When families fight over estate matters – whether a will is valid, who gets what property – heirs lose, and the lawyers needed to settle these disputes win. Understand what can cause problems after a person dies and what you can do to minimize or avoid them.
If a person dies without a will, it can mean chaos for the family. The probate process, which is the settling of the estate under court supervision, can be contentious and drag on much longer than if there had been a will. Where there is no will, state law (called intestate succession) effectively writes the will by dictating who inherits from the person. It is also necessary for a court to appoint someone (typically called an administrator) to manage the estate.
What to Do
Write a will. This is advisable even if a person doesn’t think there are sufficient assets to worry about. A last-minute lottery winning or a lawsuit (including a wrongful death case) can balloon the estate to impressive proportions.
Several transfer options can be used as will substitutes to ensure that property goes to the person the decedent intends. These include trusts, assets payable on death to a named beneficiary (e.g., an IRA or life insurance) and transfer-on-death accounts in banks and brokerage firms. However, even if you use will substitutes, it’s still advisable to have a will, just in case there are assets that have not been addressed by will substitutes. (Read more about why you should draft a will.)
Giving Control of the Estate to One Person
Being an executor of an estate is a powerful position. This is the person who amasses the property of the decedent, pays outstanding bills, files tax returns if needed and disburses what’s left. In the interim, the executor may invest assets and run a decedent’s business. Often, a person’s will names one person to act as executor. This can create jealousy among family members. For example, a parent may name the oldest of three siblings to this position. Or a husband may name a spouse and it happens to be a second marriage; the children from the first marriage may be wary of the spouse’s actions.
What to Do
The best strategy is to bring all parties together when you’re writing the will so everyone understands the person’s rationale for the appointments. For example, a parent may want one sibling, who is an accountant living in the same city as the parent, to serve as sole executor if the other siblings live a considerable distance away or are not financially sophisticated. (For the executor’s perspective, see 5 Surprising Hazards of Being an Executor.)

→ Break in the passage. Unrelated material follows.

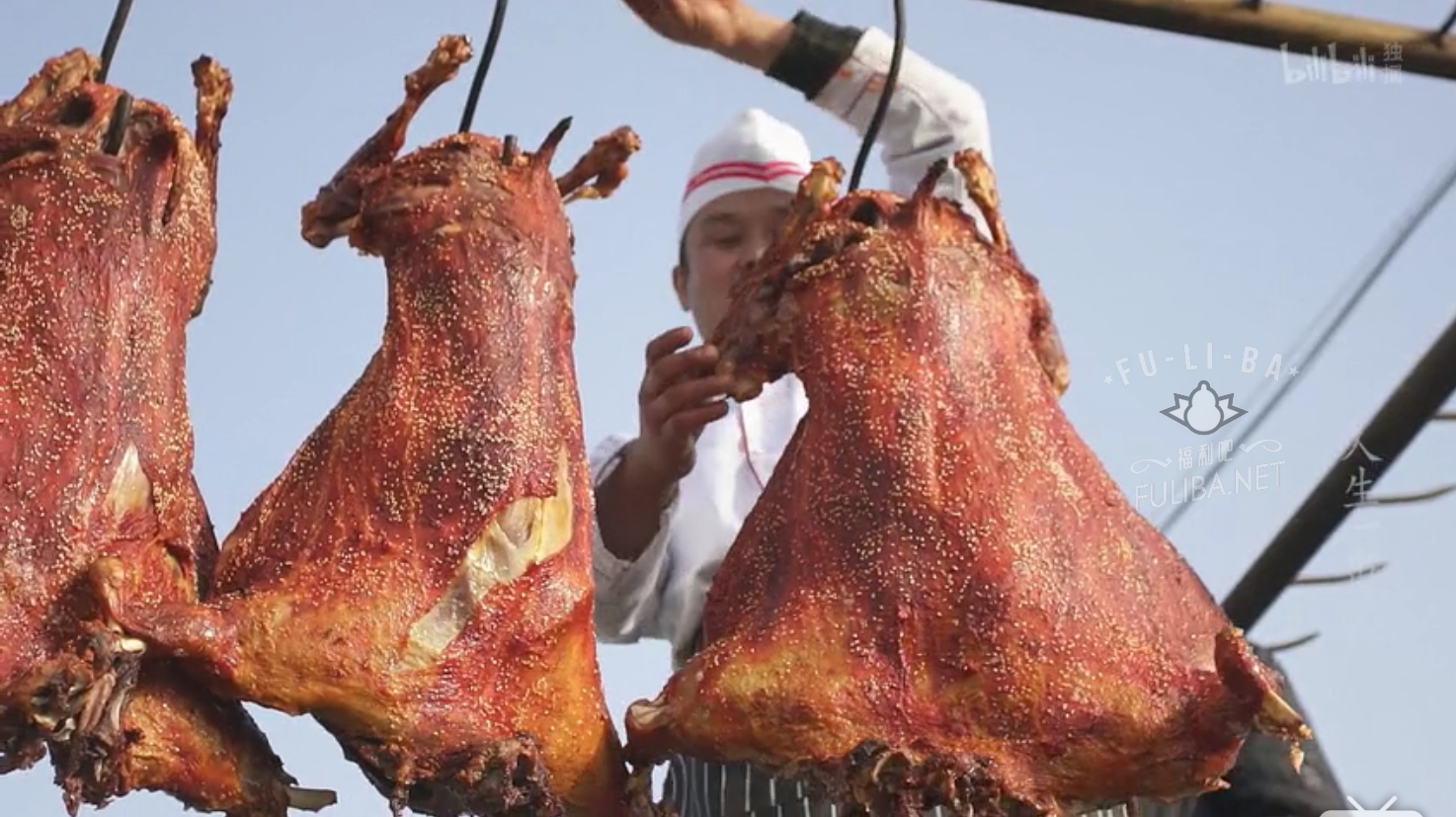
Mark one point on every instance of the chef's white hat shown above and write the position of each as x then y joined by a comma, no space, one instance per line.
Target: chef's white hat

If a person does not want to disclose the appointment before death, then consider naming co-executors. For example, all siblings can be named as co-executors of a parent’s estate. Then, the siblings can agree whether they all want to serve after fully understanding an executor’s responsibilities. Or a spouse can name the surviving spouse and adult children as co-executors. This may be helpful where the children are from a prior marriage. (Read more about how to choose the right executor for your estate.)
Perceived Unfair Distributions
Perhaps the greatest discord results from the distribution of a decedent’s property. A parent gives the vacation home to the oldest sibling or leaves a valued piece of jewelry to the middle child.
What to Do
It is difficult to precisely equate inheritances, even assuming that this is the decedent’s desire. The reason: The value of assets fluctuates; a bequest of shares in X corporation may be worth $10,000 when the will was written, but is worth $100,000 or is valueless when the decedent dies.
However, family discussions about the person’s intentions can preempt discord after death. For example, it may make sense to leave the family business to the child who has been working in it and give other assets of approximately equal value to the child who is not involved in the business, using language to this effect in the will.
A letter of instruction, which is not legally binding but shows the decedent’s intentions, can be used to identify which personal items go to whom. The letter may say that the decedent’s daughter gets the brooch, and the son gets the living room furniture. (For related insight, read about letters of instruction.)
Under state law, spouses must be given an interest in an estate; you cannot disinherit a spouse unless the spouse has consented to this in a prenuptial agreement. However, state law does not require that anything go to children or anyone else. In fact, a parent need not even mention that he or she is disinheriting a child by not leaving the child anything. In other words, a parent may choose to give all of her property to one child and completely disinherit another.
When this type of disinheritance occurs, a child may contest the will by claiming the parent was incompetent to make the will, or that there was fraud or duress placed on the parent to disinherit the child. If the will contest is successful, then assets are distributed as if there were no will, as described earlier. Usually, this means that spouses get a share as do children of the decedent. If there is no spouse, then children inherit all in equal shares.
What to Do
Again, family discussions before writing a will can go a long way to preventing will contests later on. Perhaps a parent wants to disinherit a child because he is extremely wealthy and doesn’t need the inheritance while another child is struggling financially. It doesn’t hurt to add language in the will that explains the reason behind a disinheritance.
To avoid a will contest, you can include a non-contestability clause in the will (in legalese it’s an in terrorem clause). This provides that if a person who has been named in the will contests it and loses the contest, he or she also loses any bequest in the will. If the person isn’t named in the will, there’s nothing to risk.
The Bottom Line
Communication and planning for one’s estate can go a long way in avoiding fights among family members when someone dies. Work with an attorney who can offer solutions to potential problems unique to your situation.